Potential for further outbreaks weighs heavy despite cautious signs of economic recovery
Investors are back on high alert after volatility reared its ugly head and fears grow about a second wave of the COVID-19 pandemic.
AGF’s CEO and chief investment officer Kevin McCreadie has warned people not to get complacent despite the “tug of war” between good and bad news. Record-breaking U.S. retail sales figures and announcements of new government stimulus may have pushed markets higher but the pandemic is showing worrying signs of new life.
At least 21 states in the U.S. are now experiencing an increase in average daily new cases, while hospitalizations have increased since Memorial Day by more than 100% in some states like Arkansas and are at record levels in other states like Texas and Arizona.
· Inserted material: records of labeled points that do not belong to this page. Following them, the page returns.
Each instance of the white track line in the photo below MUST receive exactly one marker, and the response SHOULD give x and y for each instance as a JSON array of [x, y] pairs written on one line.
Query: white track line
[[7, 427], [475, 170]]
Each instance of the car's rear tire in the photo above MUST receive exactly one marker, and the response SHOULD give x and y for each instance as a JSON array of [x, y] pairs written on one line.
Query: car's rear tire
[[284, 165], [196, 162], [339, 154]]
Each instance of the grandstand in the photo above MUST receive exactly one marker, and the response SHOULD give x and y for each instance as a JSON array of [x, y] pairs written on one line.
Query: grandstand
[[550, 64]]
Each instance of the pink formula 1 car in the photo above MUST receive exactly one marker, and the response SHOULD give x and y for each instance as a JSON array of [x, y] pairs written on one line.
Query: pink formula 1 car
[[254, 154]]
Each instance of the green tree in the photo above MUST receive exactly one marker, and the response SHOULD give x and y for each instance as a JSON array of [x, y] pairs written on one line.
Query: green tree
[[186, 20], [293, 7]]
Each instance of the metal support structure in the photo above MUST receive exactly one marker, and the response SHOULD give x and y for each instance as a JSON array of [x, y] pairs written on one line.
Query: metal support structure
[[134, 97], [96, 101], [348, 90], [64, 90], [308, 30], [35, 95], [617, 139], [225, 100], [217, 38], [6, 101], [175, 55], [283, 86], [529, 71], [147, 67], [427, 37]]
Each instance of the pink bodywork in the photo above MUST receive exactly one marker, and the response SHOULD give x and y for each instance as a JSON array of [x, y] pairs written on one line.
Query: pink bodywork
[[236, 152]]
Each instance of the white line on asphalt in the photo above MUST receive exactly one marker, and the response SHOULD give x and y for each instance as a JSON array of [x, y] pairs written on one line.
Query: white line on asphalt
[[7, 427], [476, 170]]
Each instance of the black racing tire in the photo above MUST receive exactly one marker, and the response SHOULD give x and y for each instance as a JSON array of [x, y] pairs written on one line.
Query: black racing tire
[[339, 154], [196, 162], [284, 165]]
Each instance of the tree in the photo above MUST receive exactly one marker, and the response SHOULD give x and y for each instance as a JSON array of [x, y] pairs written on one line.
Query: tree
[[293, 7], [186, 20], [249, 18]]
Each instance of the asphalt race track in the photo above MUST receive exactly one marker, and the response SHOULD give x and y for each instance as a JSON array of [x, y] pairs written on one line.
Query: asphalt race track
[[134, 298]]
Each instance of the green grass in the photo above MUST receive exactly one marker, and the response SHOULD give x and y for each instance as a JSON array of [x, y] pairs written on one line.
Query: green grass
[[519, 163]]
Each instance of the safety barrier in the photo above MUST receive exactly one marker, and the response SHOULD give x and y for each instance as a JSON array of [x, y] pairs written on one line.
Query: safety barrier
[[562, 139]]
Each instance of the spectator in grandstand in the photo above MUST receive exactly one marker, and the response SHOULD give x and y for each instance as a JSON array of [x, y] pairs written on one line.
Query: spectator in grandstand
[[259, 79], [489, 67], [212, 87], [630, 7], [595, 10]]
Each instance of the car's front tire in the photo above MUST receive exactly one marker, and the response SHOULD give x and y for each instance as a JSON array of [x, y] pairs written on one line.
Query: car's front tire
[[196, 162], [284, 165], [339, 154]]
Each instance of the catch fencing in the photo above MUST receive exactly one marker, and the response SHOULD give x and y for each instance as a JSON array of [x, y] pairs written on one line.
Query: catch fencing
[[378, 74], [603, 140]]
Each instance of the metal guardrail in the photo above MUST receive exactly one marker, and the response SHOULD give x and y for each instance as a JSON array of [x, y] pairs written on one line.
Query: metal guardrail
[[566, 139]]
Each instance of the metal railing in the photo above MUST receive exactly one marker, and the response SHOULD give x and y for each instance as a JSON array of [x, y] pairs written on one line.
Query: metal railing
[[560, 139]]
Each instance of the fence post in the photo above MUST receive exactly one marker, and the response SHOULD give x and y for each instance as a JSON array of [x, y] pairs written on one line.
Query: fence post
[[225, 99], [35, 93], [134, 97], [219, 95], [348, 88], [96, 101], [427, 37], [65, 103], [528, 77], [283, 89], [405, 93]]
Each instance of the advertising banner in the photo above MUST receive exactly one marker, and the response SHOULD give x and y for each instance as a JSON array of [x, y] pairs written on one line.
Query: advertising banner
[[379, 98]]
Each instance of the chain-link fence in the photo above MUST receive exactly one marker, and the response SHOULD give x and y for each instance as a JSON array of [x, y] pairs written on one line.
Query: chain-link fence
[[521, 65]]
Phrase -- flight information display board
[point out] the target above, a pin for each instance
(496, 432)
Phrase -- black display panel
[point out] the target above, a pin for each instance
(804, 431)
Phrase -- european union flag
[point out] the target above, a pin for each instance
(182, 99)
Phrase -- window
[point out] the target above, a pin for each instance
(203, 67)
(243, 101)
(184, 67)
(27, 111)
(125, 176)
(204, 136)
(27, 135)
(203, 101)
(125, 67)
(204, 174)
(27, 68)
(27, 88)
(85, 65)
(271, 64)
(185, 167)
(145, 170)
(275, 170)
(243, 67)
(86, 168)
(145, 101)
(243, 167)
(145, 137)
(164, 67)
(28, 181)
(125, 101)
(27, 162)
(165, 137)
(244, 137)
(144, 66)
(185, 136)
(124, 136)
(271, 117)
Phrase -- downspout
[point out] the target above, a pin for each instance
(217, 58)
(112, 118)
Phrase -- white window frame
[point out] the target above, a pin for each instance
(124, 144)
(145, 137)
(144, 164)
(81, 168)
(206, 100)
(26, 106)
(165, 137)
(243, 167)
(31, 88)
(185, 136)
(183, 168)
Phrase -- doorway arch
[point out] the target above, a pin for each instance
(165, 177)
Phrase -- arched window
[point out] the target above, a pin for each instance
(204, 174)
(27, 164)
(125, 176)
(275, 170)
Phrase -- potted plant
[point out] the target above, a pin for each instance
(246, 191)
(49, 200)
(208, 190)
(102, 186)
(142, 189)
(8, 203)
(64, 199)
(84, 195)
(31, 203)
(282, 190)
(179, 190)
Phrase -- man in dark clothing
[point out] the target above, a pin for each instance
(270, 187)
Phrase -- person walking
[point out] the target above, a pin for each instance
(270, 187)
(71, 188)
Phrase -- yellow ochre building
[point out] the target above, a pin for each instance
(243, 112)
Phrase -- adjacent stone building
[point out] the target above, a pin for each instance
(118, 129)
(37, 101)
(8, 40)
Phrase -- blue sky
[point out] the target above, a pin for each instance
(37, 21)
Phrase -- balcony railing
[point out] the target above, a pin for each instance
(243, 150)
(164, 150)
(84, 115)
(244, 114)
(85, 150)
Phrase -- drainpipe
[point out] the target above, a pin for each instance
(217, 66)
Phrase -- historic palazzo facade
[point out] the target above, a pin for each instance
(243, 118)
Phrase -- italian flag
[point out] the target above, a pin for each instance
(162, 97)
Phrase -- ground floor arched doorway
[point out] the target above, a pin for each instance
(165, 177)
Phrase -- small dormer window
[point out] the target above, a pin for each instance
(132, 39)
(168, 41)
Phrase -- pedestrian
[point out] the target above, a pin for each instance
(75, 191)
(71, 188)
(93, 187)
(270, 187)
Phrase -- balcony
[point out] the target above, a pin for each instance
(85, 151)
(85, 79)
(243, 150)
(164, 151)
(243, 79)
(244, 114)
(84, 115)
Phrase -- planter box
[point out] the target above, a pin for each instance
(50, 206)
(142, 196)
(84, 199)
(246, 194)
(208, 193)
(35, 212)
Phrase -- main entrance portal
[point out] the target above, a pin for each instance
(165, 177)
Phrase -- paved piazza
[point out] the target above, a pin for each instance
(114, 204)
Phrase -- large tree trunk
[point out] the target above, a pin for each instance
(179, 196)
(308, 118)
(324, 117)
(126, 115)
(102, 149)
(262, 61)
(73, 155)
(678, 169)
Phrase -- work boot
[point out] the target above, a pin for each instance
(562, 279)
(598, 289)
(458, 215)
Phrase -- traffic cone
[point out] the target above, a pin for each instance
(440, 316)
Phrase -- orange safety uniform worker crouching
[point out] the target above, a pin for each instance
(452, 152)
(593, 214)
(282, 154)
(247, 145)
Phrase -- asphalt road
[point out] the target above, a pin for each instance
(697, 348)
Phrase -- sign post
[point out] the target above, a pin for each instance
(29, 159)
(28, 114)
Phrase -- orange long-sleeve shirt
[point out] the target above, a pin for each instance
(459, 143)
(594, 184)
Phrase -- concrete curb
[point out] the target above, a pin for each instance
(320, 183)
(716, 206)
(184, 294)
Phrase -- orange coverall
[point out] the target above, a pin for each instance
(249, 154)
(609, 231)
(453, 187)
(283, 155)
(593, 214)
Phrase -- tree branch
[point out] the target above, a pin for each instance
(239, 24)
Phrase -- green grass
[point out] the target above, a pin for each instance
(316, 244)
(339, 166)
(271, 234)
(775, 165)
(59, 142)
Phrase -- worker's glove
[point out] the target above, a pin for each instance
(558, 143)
Other countries are also experiencing surges in the virus, including China, which re-introduced lockdown measures in Beijing after a new cluster emerged from one of the city’s larger food markets earlier this month.
McCreadie said: “It makes sense that investors are back on high alert as they weigh the strength of the economic restart to date against the potential impact further outbreaks could have on the economy going forward and the next few weeks are going to be a lot more volatile than has been the case, really, since the end of March when stocks bottomed, and the rally began.”
The CEO said the market was likely overbought before the recent because too many were overly enthusiastic about the strength of the economic re-start and new job stats which, while encouraging, rather concealed the fact the unemployment rate was still at 13%.
The market, therefore, did not tally with the actual situation and investors are now being forced to re-assess their assumptions about how quickly and seamlessly the economy can recover. As U.S. Federal Reserve Chairman Jerome Powell has been soberly noting of late, it could be a long time yet before the U.S. economy is back operating at full capacity.
Meanwhile, recent trading has been dynamic and McCreadie is watching closely to see whether this trend persists.
“Despite the need to remain cautious about the economic re-start, there’s no question that the global economy is beginning a nascent recovery, but there’s also been a fair bit of speculation at play and it’s perhaps no coincidence that retail participation has not been this strong since the 1990s.
“If you recall, it took years for retail investors to jump back into markets in any substantial way following the financial crisis in 2008-09, but day trading has proliferated this time around, much like it did during the dot.com era. Whether this latest proliferation ends up creating a similar bubble to then remains to be seen and may depend on whether the trend persists longer term, rather than fading out as other facets of daily life return to normal.
“Still, if there’s been any froth in the market, it has not been driven by long-only institutional investors, who have remained much more cautious about the rally than their retail counterparts to date.”
The strength of a possible second wave and the strength of the economic re-opening will all dictate how equity markets perform over the coming months. The seemingly endless amount of fiscal stimulus looks set to keep investors propped up, too.
“The stimulus response has been a critical component of the rally off the bottom and more support is likely on the way. In the U.S. for example, a US$1-trillion package of additional aid is in the works to support small businesses and those unemployed due to the virus and then, markets moved higher this week on reports that the Trump Administration is considering a $1-trillion infrastructure spending program. The European Commission, meanwhile, has recently proposed a €750-billion recovery fund and other countries including Japan have also announced additional stimulus to prop up their economies in recent weeks.
"All in all, these types of fiscal measures should remain an important catalyst for stocks for as long as the need for them continues to offset the potential long-term consequences of the massive debt burden that is piling up.”